The drop in the European swaps index slowed and the U.S. gauge pared its decline today after Italy’s borrowing costs rose to a euro-era record in a sale of three-year debt.

The Rome-based Treasury sold 3.08 billion euros ($4.36 billion) of 2014 bonds to yield 4.93 percent, the highest since November 2000. Italy’s bonds extended declines after the sale.

The indexes typically fall as investor confidence improves and rise as it deteriorates. The Markit CDX index has decreased from a more than two year high of 150.1 basis points on Oct. 3.

Credit swaps pay the buyer face value if a borrower fails to meet its obligations, less the value of the defaulted debt. A basis point equals $1,000 annually on a contract protecting $10 million of debt.

Whirlpool Contracts Rise

Contracts tied to Whirlpool Corp. rose after the world’s largest maker of appliances lowered an annual profit forecast by as much as 36 percent and said it will cut 5,000 jobs.

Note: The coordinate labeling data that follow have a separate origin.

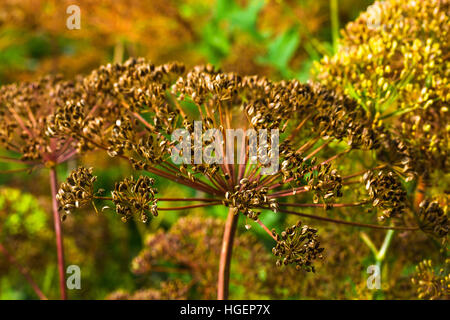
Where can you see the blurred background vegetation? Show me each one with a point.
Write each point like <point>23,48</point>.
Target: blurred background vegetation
<point>278,39</point>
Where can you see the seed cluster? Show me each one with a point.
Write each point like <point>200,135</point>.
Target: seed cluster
<point>385,191</point>
<point>135,197</point>
<point>433,218</point>
<point>77,191</point>
<point>24,112</point>
<point>298,245</point>
<point>248,195</point>
<point>393,60</point>
<point>431,284</point>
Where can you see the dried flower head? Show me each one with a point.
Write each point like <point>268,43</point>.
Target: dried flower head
<point>135,197</point>
<point>433,218</point>
<point>77,191</point>
<point>139,105</point>
<point>298,245</point>
<point>385,191</point>
<point>431,284</point>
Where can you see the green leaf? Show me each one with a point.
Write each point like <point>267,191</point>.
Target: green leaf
<point>281,50</point>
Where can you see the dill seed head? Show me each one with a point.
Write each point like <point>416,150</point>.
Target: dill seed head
<point>397,69</point>
<point>433,218</point>
<point>135,197</point>
<point>298,245</point>
<point>77,191</point>
<point>431,284</point>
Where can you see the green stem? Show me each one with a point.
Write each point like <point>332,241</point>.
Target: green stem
<point>334,13</point>
<point>385,246</point>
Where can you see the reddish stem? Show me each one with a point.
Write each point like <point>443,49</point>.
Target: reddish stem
<point>58,233</point>
<point>225,255</point>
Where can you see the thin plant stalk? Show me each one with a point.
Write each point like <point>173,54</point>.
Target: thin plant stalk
<point>225,255</point>
<point>58,233</point>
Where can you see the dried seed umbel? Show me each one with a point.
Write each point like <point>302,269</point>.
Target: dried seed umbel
<point>433,218</point>
<point>298,245</point>
<point>77,191</point>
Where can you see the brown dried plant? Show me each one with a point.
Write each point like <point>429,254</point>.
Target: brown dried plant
<point>138,105</point>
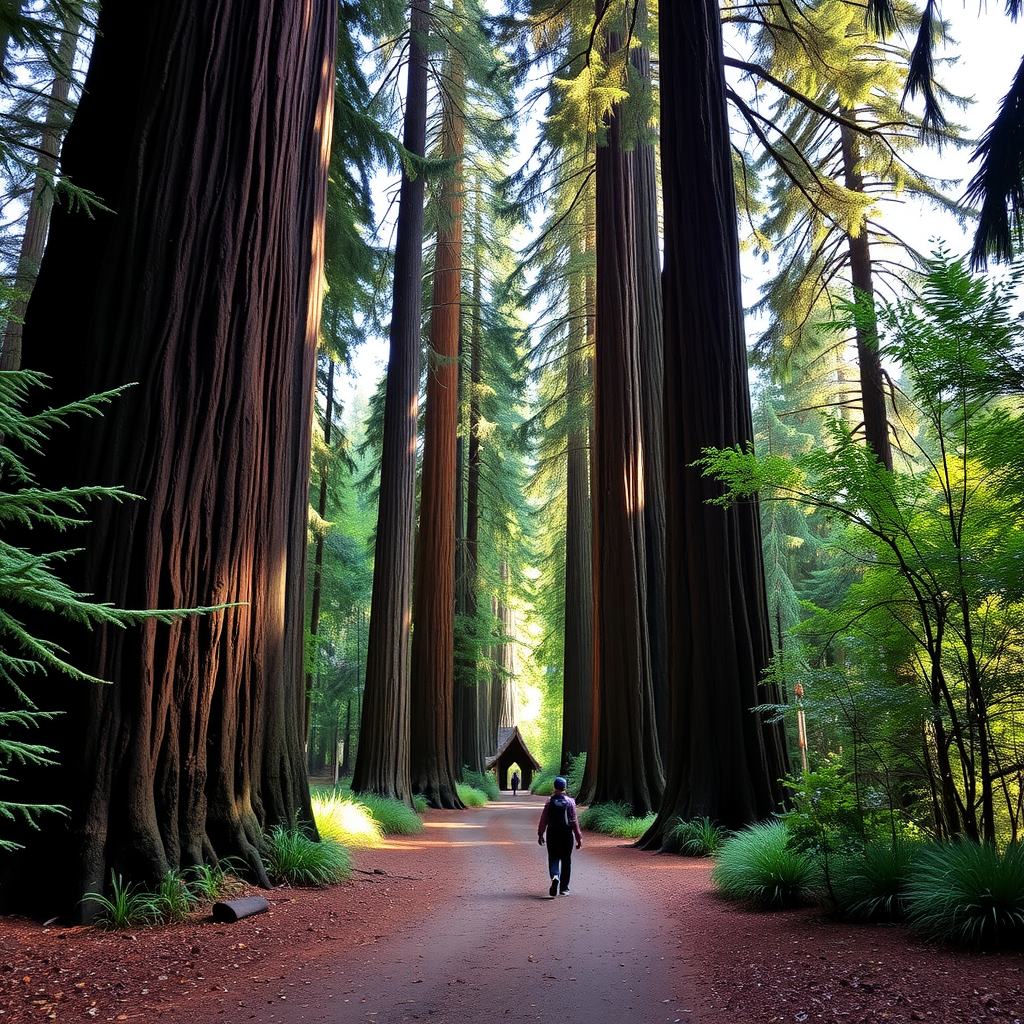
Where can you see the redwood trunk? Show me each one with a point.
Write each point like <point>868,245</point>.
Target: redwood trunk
<point>625,743</point>
<point>432,749</point>
<point>382,763</point>
<point>723,760</point>
<point>201,286</point>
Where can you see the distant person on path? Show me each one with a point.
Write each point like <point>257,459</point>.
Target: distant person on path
<point>559,821</point>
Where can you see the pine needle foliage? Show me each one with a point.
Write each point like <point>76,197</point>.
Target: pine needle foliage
<point>30,582</point>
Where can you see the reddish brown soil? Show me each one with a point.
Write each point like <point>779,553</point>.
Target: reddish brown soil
<point>456,927</point>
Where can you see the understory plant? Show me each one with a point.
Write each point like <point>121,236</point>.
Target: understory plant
<point>296,859</point>
<point>969,894</point>
<point>696,838</point>
<point>614,819</point>
<point>345,820</point>
<point>759,867</point>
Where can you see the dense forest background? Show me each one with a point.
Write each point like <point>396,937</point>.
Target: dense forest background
<point>715,556</point>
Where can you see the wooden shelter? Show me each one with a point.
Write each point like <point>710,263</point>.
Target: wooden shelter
<point>512,750</point>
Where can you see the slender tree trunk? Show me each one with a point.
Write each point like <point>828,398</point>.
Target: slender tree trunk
<point>723,761</point>
<point>432,765</point>
<point>651,382</point>
<point>317,588</point>
<point>38,218</point>
<point>872,395</point>
<point>382,763</point>
<point>474,751</point>
<point>625,744</point>
<point>578,655</point>
<point>202,287</point>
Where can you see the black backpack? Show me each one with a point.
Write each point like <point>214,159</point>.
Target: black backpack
<point>558,813</point>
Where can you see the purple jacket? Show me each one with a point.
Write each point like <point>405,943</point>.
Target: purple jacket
<point>573,820</point>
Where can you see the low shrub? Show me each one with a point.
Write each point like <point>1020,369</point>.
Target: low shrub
<point>757,867</point>
<point>126,906</point>
<point>295,858</point>
<point>394,817</point>
<point>697,838</point>
<point>872,885</point>
<point>614,819</point>
<point>969,894</point>
<point>345,820</point>
<point>470,796</point>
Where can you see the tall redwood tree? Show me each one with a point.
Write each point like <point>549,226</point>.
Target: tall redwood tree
<point>205,128</point>
<point>382,764</point>
<point>723,760</point>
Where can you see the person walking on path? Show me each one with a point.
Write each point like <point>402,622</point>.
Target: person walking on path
<point>560,823</point>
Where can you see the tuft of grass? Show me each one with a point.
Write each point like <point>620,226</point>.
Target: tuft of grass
<point>614,819</point>
<point>470,796</point>
<point>345,820</point>
<point>697,838</point>
<point>482,780</point>
<point>758,868</point>
<point>969,894</point>
<point>872,885</point>
<point>126,906</point>
<point>295,858</point>
<point>211,882</point>
<point>394,817</point>
<point>172,900</point>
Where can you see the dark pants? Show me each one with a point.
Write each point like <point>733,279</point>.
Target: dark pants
<point>560,857</point>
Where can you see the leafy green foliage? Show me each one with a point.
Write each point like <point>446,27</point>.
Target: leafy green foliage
<point>31,583</point>
<point>296,859</point>
<point>759,867</point>
<point>697,838</point>
<point>969,893</point>
<point>614,819</point>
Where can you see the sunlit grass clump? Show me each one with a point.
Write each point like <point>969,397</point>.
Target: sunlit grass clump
<point>968,893</point>
<point>758,868</point>
<point>470,796</point>
<point>614,819</point>
<point>296,859</point>
<point>394,817</point>
<point>345,820</point>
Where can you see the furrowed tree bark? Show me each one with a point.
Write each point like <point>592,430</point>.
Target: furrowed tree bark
<point>382,762</point>
<point>723,760</point>
<point>625,742</point>
<point>202,287</point>
<point>432,749</point>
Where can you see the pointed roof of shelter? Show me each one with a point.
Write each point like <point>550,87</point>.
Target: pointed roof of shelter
<point>508,738</point>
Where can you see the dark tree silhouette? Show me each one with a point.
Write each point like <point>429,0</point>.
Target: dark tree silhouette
<point>202,287</point>
<point>723,761</point>
<point>382,763</point>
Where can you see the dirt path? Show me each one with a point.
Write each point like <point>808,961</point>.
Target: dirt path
<point>503,950</point>
<point>455,927</point>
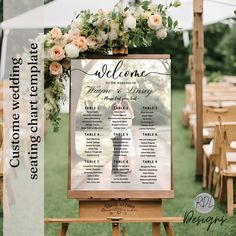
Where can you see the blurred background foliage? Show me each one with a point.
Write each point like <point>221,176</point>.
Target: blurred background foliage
<point>220,51</point>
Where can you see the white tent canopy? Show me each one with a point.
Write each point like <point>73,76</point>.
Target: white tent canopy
<point>61,12</point>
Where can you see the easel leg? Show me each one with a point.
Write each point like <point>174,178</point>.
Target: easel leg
<point>64,228</point>
<point>123,229</point>
<point>115,229</point>
<point>156,229</point>
<point>230,196</point>
<point>168,229</point>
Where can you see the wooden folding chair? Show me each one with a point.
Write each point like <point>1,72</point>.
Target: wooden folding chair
<point>228,166</point>
<point>211,155</point>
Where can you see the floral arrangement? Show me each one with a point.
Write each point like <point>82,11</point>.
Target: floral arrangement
<point>99,33</point>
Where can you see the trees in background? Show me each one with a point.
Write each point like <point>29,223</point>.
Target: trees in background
<point>220,51</point>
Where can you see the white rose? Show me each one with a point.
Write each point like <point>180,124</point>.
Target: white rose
<point>71,50</point>
<point>139,12</point>
<point>161,33</point>
<point>130,22</point>
<point>155,21</point>
<point>115,26</point>
<point>77,24</point>
<point>102,36</point>
<point>113,35</point>
<point>177,3</point>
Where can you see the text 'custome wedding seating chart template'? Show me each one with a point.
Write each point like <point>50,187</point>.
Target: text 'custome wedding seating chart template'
<point>120,131</point>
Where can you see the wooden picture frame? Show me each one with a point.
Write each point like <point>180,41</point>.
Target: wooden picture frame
<point>117,194</point>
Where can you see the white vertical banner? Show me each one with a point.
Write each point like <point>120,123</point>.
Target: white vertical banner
<point>23,121</point>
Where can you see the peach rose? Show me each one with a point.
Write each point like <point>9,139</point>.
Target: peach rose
<point>155,21</point>
<point>73,34</point>
<point>81,43</point>
<point>55,68</point>
<point>91,41</point>
<point>66,64</point>
<point>56,33</point>
<point>56,53</point>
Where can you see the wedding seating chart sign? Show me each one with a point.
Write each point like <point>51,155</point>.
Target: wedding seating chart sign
<point>120,127</point>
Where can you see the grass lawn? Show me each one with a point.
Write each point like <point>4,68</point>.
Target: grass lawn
<point>186,188</point>
<point>57,204</point>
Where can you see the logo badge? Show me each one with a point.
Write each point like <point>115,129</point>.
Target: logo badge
<point>204,203</point>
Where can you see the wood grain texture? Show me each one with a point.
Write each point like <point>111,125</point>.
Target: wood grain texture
<point>83,195</point>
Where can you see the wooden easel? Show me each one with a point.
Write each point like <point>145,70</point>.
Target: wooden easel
<point>117,212</point>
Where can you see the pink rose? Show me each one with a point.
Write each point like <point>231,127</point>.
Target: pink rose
<point>56,53</point>
<point>81,43</point>
<point>66,64</point>
<point>56,33</point>
<point>91,41</point>
<point>55,68</point>
<point>155,21</point>
<point>73,34</point>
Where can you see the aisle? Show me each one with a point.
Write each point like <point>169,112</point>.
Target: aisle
<point>186,188</point>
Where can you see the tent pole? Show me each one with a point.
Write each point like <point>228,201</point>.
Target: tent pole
<point>198,73</point>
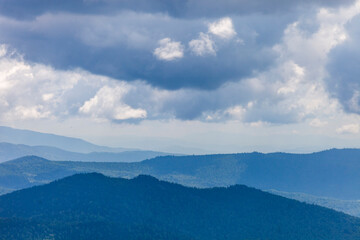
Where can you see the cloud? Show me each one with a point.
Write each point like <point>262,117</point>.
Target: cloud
<point>36,91</point>
<point>107,104</point>
<point>222,28</point>
<point>202,45</point>
<point>121,46</point>
<point>169,50</point>
<point>317,123</point>
<point>349,129</point>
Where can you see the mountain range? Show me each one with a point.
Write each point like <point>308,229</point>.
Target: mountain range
<point>329,173</point>
<point>92,206</point>
<point>9,151</point>
<point>32,138</point>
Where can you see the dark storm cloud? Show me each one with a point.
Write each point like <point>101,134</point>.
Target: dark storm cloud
<point>122,47</point>
<point>118,38</point>
<point>344,69</point>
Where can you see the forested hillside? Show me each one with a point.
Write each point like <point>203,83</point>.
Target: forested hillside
<point>92,206</point>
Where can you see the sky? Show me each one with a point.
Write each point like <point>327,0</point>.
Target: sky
<point>185,76</point>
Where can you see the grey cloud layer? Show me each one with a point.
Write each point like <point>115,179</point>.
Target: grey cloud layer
<point>265,68</point>
<point>122,46</point>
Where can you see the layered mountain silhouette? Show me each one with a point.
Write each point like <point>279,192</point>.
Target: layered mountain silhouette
<point>32,138</point>
<point>331,173</point>
<point>92,206</point>
<point>10,151</point>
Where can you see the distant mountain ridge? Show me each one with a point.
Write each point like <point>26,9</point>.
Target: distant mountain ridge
<point>330,173</point>
<point>10,151</point>
<point>92,206</point>
<point>32,138</point>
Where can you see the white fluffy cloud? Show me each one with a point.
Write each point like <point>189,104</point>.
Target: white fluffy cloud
<point>107,104</point>
<point>169,50</point>
<point>222,28</point>
<point>348,129</point>
<point>36,91</point>
<point>203,45</point>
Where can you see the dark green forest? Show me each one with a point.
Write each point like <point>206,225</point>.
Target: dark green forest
<point>92,206</point>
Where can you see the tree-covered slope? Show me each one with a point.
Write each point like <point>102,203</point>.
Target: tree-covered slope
<point>92,206</point>
<point>329,173</point>
<point>10,151</point>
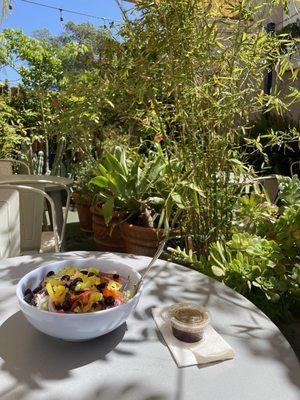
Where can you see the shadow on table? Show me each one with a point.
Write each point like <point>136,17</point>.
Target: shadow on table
<point>20,344</point>
<point>262,339</point>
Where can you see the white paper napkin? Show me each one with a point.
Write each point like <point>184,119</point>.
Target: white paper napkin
<point>211,348</point>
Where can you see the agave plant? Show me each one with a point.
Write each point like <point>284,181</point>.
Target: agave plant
<point>133,183</point>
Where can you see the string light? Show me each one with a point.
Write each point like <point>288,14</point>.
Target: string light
<point>61,10</point>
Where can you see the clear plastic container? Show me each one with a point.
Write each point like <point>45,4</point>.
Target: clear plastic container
<point>188,321</point>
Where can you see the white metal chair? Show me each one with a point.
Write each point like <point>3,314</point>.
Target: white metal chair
<point>6,166</point>
<point>295,168</point>
<point>14,240</point>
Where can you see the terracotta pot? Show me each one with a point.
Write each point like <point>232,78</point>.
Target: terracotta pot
<point>83,205</point>
<point>108,237</point>
<point>140,240</point>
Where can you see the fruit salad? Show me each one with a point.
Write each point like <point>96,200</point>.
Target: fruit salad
<point>73,290</point>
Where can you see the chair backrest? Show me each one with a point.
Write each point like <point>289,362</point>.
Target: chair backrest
<point>6,166</point>
<point>25,221</point>
<point>10,223</point>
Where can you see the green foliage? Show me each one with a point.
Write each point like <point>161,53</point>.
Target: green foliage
<point>57,75</point>
<point>289,190</point>
<point>184,73</point>
<point>269,263</point>
<point>134,183</point>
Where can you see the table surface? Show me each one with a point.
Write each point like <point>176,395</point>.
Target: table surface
<point>46,180</point>
<point>133,363</point>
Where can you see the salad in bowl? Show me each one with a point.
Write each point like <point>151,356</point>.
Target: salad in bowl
<point>75,290</point>
<point>80,299</point>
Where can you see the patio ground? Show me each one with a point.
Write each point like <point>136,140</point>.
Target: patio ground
<point>79,240</point>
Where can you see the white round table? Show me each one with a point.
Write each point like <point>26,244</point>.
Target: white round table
<point>133,363</point>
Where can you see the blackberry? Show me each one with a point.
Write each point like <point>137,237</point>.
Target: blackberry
<point>66,306</point>
<point>27,291</point>
<point>101,286</point>
<point>28,297</point>
<point>109,301</point>
<point>76,280</point>
<point>37,289</point>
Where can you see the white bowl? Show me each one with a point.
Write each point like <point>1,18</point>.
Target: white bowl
<point>78,327</point>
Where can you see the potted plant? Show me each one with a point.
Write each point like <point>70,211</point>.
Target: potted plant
<point>136,185</point>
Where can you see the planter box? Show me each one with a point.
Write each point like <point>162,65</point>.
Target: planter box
<point>107,237</point>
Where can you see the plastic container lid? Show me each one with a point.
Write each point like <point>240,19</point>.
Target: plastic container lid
<point>188,317</point>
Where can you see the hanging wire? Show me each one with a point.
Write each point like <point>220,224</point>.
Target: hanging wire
<point>288,18</point>
<point>71,11</point>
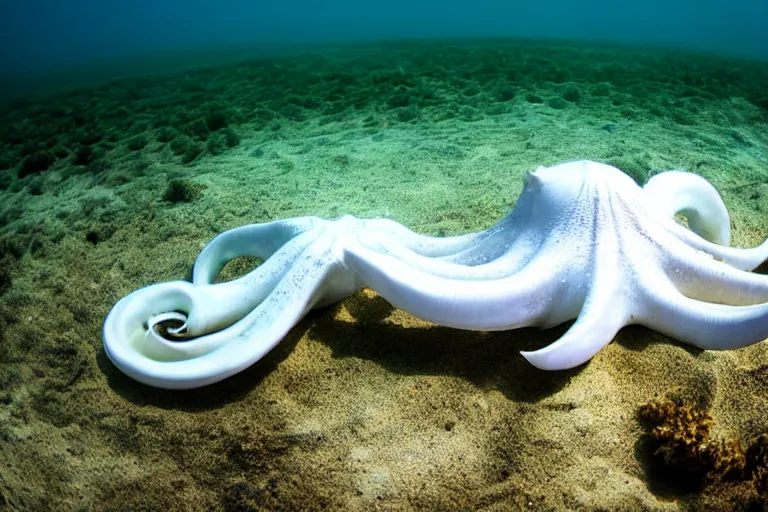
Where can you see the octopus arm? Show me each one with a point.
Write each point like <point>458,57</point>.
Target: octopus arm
<point>495,304</point>
<point>255,240</point>
<point>679,192</point>
<point>703,324</point>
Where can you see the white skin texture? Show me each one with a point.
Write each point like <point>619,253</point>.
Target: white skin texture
<point>583,242</point>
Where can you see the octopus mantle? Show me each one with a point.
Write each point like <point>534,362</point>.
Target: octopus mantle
<point>583,242</point>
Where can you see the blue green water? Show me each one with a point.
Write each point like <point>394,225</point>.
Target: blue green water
<point>37,35</point>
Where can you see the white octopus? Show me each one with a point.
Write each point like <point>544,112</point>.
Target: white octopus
<point>583,242</point>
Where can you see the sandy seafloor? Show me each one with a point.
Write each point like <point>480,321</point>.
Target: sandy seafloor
<point>362,406</point>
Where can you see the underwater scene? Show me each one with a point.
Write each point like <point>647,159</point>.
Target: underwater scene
<point>414,256</point>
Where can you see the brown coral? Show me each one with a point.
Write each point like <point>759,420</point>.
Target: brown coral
<point>684,443</point>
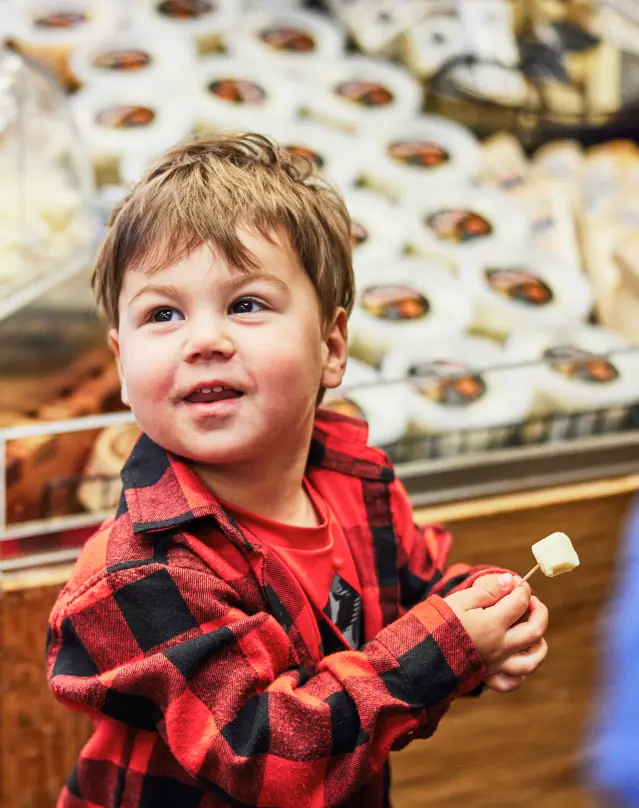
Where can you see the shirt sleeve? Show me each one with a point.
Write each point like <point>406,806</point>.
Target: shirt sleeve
<point>173,650</point>
<point>422,554</point>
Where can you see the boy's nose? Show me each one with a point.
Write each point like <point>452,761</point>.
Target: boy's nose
<point>206,341</point>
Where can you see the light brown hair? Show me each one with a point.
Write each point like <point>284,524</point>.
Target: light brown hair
<point>201,191</point>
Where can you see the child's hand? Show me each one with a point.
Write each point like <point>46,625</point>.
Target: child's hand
<point>489,611</point>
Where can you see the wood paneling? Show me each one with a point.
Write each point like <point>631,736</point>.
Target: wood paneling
<point>514,751</point>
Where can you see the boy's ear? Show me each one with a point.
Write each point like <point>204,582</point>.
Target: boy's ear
<point>114,344</point>
<point>336,351</point>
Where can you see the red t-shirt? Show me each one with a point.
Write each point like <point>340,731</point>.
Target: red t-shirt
<point>319,557</point>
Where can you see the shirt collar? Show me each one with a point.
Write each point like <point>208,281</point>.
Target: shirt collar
<point>162,491</point>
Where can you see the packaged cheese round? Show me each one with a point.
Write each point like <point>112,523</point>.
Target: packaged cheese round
<point>417,157</point>
<point>358,92</point>
<point>379,229</point>
<point>408,299</point>
<point>233,95</point>
<point>133,56</point>
<point>204,22</point>
<point>515,288</point>
<point>464,222</point>
<point>460,383</point>
<point>334,154</point>
<point>293,40</point>
<point>114,121</point>
<point>431,43</point>
<point>579,368</point>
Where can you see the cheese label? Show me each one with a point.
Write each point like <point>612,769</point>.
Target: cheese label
<point>418,153</point>
<point>238,91</point>
<point>520,285</point>
<point>394,302</point>
<point>458,226</point>
<point>185,9</point>
<point>438,383</point>
<point>288,39</point>
<point>125,116</point>
<point>365,93</point>
<point>575,363</point>
<point>125,59</point>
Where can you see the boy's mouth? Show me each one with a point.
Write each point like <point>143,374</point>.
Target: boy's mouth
<point>209,395</point>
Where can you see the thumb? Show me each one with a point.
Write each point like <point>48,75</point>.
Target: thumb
<point>488,590</point>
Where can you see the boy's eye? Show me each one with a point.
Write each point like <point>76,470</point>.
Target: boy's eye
<point>164,314</point>
<point>247,305</point>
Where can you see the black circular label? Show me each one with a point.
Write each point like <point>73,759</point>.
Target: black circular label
<point>125,117</point>
<point>344,406</point>
<point>128,60</point>
<point>584,366</point>
<point>61,20</point>
<point>238,91</point>
<point>308,154</point>
<point>458,226</point>
<point>451,384</point>
<point>521,285</point>
<point>288,39</point>
<point>365,93</point>
<point>394,302</point>
<point>418,153</point>
<point>185,9</point>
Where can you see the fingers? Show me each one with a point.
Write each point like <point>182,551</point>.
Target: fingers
<point>529,633</point>
<point>503,683</point>
<point>526,662</point>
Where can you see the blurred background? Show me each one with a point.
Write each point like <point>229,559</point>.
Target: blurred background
<point>487,151</point>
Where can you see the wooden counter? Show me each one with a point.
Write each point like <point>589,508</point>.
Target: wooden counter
<point>514,751</point>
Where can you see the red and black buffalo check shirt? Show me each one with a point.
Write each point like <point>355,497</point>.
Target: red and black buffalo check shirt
<point>196,650</point>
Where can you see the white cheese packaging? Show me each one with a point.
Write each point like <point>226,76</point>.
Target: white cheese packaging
<point>465,222</point>
<point>515,288</point>
<point>295,41</point>
<point>233,95</point>
<point>357,92</point>
<point>382,406</point>
<point>460,383</point>
<point>334,154</point>
<point>114,121</point>
<point>204,22</point>
<point>409,299</point>
<point>380,230</point>
<point>418,157</point>
<point>134,56</point>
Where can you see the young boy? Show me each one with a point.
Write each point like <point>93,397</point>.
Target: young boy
<point>261,623</point>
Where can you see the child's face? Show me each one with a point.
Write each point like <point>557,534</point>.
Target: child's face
<point>202,324</point>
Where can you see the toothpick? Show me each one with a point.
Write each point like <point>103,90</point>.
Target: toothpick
<point>532,572</point>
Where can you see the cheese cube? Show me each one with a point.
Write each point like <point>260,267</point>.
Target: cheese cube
<point>555,554</point>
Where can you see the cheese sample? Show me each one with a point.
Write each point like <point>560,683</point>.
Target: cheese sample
<point>235,95</point>
<point>420,156</point>
<point>555,554</point>
<point>295,41</point>
<point>408,299</point>
<point>515,288</point>
<point>358,92</point>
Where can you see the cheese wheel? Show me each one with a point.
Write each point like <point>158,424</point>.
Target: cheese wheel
<point>134,56</point>
<point>293,40</point>
<point>406,299</point>
<point>460,383</point>
<point>515,288</point>
<point>420,156</point>
<point>233,95</point>
<point>465,222</point>
<point>357,92</point>
<point>380,230</point>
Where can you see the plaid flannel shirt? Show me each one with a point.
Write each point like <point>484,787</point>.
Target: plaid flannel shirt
<point>195,649</point>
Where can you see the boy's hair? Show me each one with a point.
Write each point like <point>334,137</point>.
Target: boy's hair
<point>201,191</point>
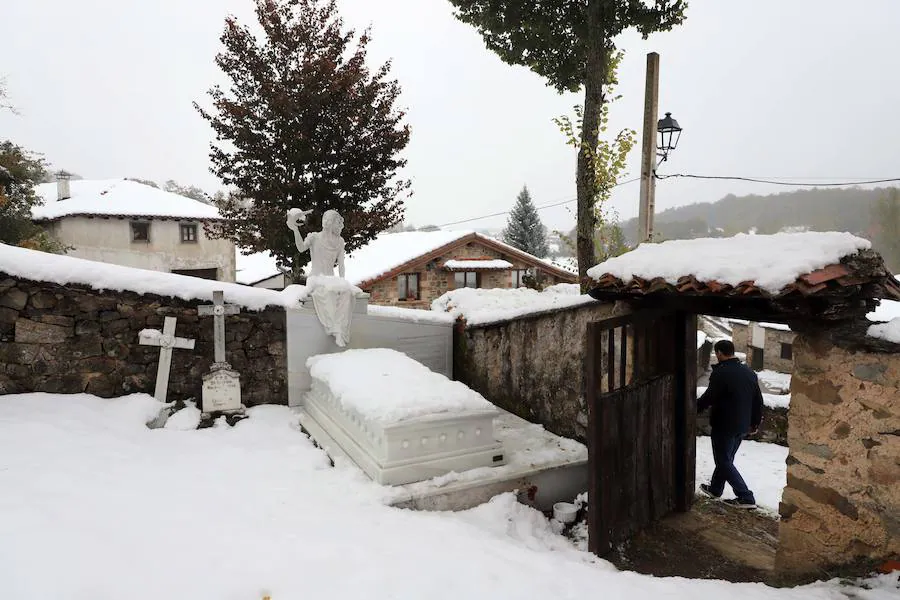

Whirlpool swaps rose about 48 basis points to 252 basis points, the biggest one-day increase on record, according to data provider CMA.

Swaps on Avon Products Inc. rose 23 basis points to 145 basis points as the world’s largest door-to-door cosmetics company faced a U.S. Securities and Exchange Commission probe of its dealings with analysts. The SEC’s subpoena seeks information about the company’s contacts with financial analysts, Avon said yesterday.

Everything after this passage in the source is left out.